What is behind the proposal instead is, in essence, interruptions in supplies to the EU market. I regret having to say, Madam Vice-President, on behalf of the lead Committee, that the proposal, as it stands, has found no supporters in this House, and that some of us reject it outright. That is not the position taken by the main Committee, which proposes that the plenary should send a message to the Commission, the Council, the participants in the market and also to the supplying and producing countries by dealing with the issue in a new and different way, turning the proposal upside down and – let me say this with particular clarity – refraining from creating a category of dirigiste European actions.

This, then, is about three things: one is not seeing management so much as being primarily about holding and administering reserve stocks, that is, deterring investors from doing what they are actually meant to do and emphasising the responsibility of state agencies, but rather doing the precise opposite by encouraging businesses to invest, by emphasising the role they play and taking into account the fact that they already do a great deal towards securing supply; the ways in which they do this are various, including the diversification of sources of supply, international pipelines and storage tanks, long-term supply contracts and the like. Above all, the Commission proposal fails to engage at a fundamental level with the fact that supply as a whole does indeed have a price. Parliament cannot approve the handing over to the European level – represented by the Commission – of instruments that suspend the market price, prevent markets from signalling prices and shortages and make no reference to the prices obtaining in the system of supply as a whole.
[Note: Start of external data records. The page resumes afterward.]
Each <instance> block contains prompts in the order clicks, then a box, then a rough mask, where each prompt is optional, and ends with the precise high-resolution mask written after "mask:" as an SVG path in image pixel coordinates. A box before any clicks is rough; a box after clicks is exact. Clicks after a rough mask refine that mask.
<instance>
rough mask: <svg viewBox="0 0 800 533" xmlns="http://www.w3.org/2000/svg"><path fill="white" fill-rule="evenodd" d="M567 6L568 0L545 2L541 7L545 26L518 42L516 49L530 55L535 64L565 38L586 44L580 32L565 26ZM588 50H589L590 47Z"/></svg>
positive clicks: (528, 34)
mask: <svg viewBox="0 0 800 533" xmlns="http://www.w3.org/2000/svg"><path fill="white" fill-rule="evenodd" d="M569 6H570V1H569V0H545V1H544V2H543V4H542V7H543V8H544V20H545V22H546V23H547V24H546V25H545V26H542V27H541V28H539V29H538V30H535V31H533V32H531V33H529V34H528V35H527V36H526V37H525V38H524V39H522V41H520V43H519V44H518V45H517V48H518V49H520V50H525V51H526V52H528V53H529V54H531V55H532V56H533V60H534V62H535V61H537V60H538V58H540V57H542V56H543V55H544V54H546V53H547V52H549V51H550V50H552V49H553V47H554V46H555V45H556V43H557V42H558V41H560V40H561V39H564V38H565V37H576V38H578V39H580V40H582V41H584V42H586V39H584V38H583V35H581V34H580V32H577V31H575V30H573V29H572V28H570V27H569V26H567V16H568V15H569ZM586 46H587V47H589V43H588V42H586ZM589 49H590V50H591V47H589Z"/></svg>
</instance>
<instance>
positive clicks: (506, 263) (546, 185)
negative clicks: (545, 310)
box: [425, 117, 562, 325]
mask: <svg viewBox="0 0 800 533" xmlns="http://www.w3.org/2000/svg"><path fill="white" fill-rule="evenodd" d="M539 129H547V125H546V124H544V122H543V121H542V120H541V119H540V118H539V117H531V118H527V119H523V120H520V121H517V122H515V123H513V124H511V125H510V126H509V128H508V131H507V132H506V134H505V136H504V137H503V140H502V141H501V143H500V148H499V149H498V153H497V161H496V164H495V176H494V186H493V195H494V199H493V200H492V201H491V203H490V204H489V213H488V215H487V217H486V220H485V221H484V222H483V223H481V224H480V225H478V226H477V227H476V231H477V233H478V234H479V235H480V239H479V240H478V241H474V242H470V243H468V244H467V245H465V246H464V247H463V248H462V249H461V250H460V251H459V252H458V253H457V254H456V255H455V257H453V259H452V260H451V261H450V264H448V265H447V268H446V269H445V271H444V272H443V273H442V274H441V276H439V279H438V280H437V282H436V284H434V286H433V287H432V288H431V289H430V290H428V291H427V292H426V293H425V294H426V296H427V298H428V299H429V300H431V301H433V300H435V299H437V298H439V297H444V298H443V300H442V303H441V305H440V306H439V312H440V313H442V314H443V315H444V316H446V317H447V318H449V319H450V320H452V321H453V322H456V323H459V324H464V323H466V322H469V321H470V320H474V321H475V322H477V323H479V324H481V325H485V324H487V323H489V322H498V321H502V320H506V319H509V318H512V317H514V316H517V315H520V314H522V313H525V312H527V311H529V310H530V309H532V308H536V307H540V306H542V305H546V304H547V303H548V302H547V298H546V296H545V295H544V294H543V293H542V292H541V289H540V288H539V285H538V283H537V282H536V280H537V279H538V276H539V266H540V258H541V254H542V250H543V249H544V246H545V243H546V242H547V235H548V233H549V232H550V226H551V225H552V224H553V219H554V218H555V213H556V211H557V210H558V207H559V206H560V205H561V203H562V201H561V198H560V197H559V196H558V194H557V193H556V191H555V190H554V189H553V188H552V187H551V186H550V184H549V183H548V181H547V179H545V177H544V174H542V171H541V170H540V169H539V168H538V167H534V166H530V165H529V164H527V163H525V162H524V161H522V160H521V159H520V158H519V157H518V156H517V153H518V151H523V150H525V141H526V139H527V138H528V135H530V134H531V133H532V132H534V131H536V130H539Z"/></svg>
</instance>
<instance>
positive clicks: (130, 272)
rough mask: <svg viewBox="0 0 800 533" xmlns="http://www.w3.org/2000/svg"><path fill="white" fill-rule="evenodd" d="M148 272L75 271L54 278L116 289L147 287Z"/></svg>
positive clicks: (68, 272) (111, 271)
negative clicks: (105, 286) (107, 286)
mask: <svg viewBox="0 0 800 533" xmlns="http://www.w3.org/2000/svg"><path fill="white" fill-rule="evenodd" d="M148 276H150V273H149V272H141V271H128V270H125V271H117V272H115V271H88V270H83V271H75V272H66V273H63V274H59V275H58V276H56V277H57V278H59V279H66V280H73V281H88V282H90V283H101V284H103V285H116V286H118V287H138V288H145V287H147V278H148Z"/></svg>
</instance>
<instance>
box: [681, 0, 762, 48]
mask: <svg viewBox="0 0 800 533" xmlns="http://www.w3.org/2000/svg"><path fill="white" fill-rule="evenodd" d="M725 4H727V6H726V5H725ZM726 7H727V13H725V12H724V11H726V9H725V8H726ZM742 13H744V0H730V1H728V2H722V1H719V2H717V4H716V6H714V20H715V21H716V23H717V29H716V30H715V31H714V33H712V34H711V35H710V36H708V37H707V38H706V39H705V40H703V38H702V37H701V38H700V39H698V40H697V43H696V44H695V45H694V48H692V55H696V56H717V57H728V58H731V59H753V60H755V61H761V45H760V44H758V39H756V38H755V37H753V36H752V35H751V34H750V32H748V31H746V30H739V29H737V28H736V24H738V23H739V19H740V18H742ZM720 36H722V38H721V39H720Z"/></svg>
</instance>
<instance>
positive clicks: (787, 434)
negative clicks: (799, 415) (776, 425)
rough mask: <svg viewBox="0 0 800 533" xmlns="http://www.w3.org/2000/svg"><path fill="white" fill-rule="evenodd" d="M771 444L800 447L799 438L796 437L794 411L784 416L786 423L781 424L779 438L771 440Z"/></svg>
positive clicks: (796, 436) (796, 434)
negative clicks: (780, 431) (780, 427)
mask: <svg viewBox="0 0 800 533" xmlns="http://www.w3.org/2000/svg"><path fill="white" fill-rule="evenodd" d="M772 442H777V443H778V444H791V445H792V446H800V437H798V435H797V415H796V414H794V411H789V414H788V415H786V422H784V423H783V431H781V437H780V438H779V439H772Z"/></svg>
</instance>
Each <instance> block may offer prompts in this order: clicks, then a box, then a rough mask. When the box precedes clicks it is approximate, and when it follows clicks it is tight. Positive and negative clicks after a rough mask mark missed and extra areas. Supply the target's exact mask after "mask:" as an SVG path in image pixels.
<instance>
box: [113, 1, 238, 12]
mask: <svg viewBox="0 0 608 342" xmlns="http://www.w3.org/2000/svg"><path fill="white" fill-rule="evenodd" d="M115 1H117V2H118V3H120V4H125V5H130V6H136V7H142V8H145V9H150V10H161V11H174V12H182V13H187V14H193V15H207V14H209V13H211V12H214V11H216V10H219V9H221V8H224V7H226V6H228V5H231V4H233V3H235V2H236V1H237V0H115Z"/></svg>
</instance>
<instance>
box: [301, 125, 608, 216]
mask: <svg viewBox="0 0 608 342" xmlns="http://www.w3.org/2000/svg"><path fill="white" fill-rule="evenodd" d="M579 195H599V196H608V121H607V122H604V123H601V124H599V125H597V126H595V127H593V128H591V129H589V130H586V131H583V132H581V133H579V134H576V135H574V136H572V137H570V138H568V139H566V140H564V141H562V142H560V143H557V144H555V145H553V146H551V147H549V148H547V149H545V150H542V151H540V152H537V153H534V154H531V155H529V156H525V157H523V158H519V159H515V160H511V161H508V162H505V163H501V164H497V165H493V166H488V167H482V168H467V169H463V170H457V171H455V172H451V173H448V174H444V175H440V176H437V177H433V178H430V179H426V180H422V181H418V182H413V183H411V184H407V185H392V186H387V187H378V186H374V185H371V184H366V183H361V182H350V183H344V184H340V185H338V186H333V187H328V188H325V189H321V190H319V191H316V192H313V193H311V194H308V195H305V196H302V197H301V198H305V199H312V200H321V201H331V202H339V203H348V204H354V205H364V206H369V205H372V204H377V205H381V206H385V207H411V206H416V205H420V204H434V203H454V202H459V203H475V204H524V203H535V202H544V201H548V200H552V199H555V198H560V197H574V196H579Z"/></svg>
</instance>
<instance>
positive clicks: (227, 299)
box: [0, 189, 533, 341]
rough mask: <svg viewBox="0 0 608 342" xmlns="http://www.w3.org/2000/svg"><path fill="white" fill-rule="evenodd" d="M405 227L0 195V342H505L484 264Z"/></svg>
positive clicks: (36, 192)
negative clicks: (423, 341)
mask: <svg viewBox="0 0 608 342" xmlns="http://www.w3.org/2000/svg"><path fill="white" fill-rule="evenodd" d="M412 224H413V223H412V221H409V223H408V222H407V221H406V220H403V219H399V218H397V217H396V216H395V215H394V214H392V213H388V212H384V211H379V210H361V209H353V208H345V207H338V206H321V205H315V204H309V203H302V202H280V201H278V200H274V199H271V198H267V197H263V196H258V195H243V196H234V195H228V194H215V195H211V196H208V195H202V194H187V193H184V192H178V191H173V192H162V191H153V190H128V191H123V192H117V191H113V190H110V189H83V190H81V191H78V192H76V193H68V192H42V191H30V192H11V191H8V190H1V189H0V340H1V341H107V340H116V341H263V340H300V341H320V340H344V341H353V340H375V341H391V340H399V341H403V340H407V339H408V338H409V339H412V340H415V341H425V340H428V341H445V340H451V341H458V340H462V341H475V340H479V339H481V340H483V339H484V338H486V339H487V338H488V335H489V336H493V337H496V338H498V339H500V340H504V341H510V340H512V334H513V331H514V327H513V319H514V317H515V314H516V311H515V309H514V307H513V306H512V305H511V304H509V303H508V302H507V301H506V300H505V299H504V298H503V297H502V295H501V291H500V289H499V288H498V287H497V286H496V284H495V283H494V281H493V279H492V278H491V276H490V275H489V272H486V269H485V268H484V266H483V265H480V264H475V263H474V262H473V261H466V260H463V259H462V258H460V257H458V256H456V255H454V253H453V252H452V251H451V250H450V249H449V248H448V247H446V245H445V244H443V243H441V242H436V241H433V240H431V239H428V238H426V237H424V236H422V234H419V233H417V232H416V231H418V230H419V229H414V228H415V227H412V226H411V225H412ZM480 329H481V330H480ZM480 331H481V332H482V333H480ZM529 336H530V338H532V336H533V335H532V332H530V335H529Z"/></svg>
The second essential approach should involve addressing the responsibilities of the Member States, which have done, and are able to do, a great deal in this area. I must at this juncture, Madam Vice-President, make the straightforward point that as recently as 1998 – which is only a couple of years ago – the Commission shared the general consensus that what the Member States do in this area was quite sufficient. That was, indeed, stated quite officially by the Energy Council. In this, the different actual conditions in the Member States also have to be taken into account.

My third point is that, at EU level, it could then be our task to create a framework for obligations on enterprises, with which we could equip the Member States, so that these in turn could impose this as an obligation on their own enterprises. At European Union level, provision could also be made to empower the Member States in crisis situations, conditional upon business not being able to respond itself, or else not in good time. Only in extreme cases and grave crisis situations could European law oblige the Member States to take specific measures – I emphasise that it would be European law that would oblige them to act. I hope I have not misunderstood what you have just said, but we emphatically repudiate your suggestion that the European level should intervene directly in the government of the Member States, of which there will soon be twenty-five; it cannot do that. That Parliament must not under any circumstances approve such a thing was the unanimous opinion of all the committees that have considered this.